President Trump claimed Friday that House Speaker Nancy Pelosi (D-Calif.) committed a crime by ripping up a copy of his speech at the State of the Union on Tuesday evening, a claim that was immediately disputed as false by legal experts. “I thought it was a terrible thing,” Trump told reporters at the White House before departing for a speech in North Carolina. “It’s illegal what she did. She broke the law.” Trump asserted that Pelosi was barred from ripping up the speech because it is an official document, later calling it “very illegal.”
Glenn Kirschner, a legal analyst and former federal prosecutor, disputed Trump’s claim, telling The Hill that a photocopy of a speech is not an official record.
“The federal law prohibiting the destruction of public records or government documents does not apply,” Kirschner said in a text message.
“No prosecutor with half an ounce of common sense would ever charge this case,” said Elie Honig, another legal analyst. “The law isn’t meant to criminalize destruction of copies of ceremonial documents.”
Trump on Friday also described Pelosi’s action as “very disrespectful to the chamber, to the country.”
Pelosi has said she tore up the speech in order to protest the “falsehoods” contained in the president’s State of the Union address and that she felt “very vindicated” by doing so.

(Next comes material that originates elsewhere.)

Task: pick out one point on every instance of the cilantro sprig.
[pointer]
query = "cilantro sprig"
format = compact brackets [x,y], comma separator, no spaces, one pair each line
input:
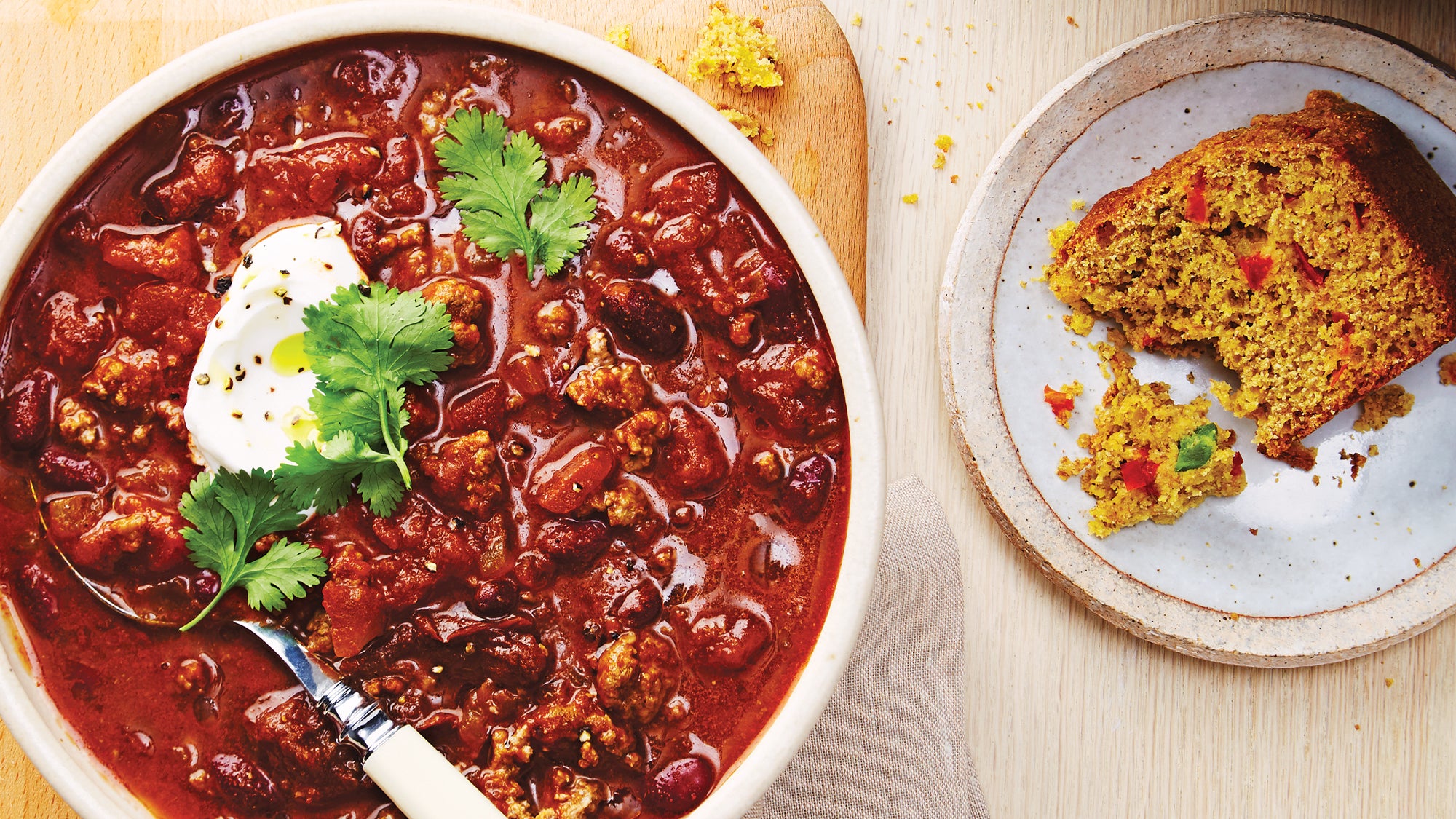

The president’s remarks on Friday were his first public reaction to Pelosi’s ripping of his speech at the conclusion of his State of the Union address on Tuesday evening.
The president told reporters Friday that he didn’t know Pelosi ripped the copy of his speech until members of Congress remarked about it as he left the chamber.
White House aides have repeatedly criticized Pelosi for the move in recent days, though none have suggested her actions were illegal. White House counselor Kellyanne Conway told Fox News on Wednesday that she believed Pelosi should be censured.
“I think it shows you how petty and peevish and partisan the Democratic Party has come,” Conway said on Fox News. “And for all the people out there who fancy themselves the armchair psychiatrist trying to analyze certain people, they ought to shift their craft over to Nancy Pelosi.”
Trump has regularly attacked Pelosi over his impeachment by House, but their relationship plummeted to a new low this week following the State of the Union and the president’s acquittal in the impeachment trial by the GOP-controlled Senate.
When Trump entered the House chamber before his remarks, Trump also appeared to snub Pelosi, not taking her hand as she reached out to shake his as is customary at the beginning of the president’s joint address to Congress.
During two separate appearances on Thursday — including one at the National Prayer Breakfast when the House Speaker was sitting just feet away — Trump took a shot at Pelosi for invoking religion during his impeachment.
“Nancy Pelosi is a horrible person. And she wanted to impeach a long time ago,” Trump said during remarks from the East Room Thursday afternoon, disputing Pelosi’s claim that she prays for him. “She may pray, but she prays for the opposite. But I doubt she prays at all.”
[The Hill]
Reality
The assertion is rich given Trump’s well-documented penchant for ripping papers into tiny pieces after he’s done reading them. Politico reported in 2018 that White House aides could not convince the President to break his paper-ripping habit, so it became the job of career staffers in the records management office to tape official documents he’s torn into bits back together.
This all came from a tweet from conservative bullshit artist Charlie Kirk.
According to a fact check from the Tampa Bay Times:
The statute in question deals with the “concealment, removal, or mutilation generally” of records and reports. It sets a penalty for anyone who “conceals, removes, mutilates, obliterates, or destroys” any government record “filed or deposited with any clerk or officer of any court of the United States, or in any public office, or with any judicial or public officer of the United States.”
The statute also says that any person with “custody” of a government record cannot “willfully and unlawfully” conceal, remove, mutilate, obliterate, falsify or destroy it.
“The point of the statute is to prevent people from destroying records in official repositories like the National Archives or in courts,” said Georgetown Law professor Victoria Nourse.
Pelosi is in the clear, experts said, because her copy of Trump’s speech wasn’t a government record.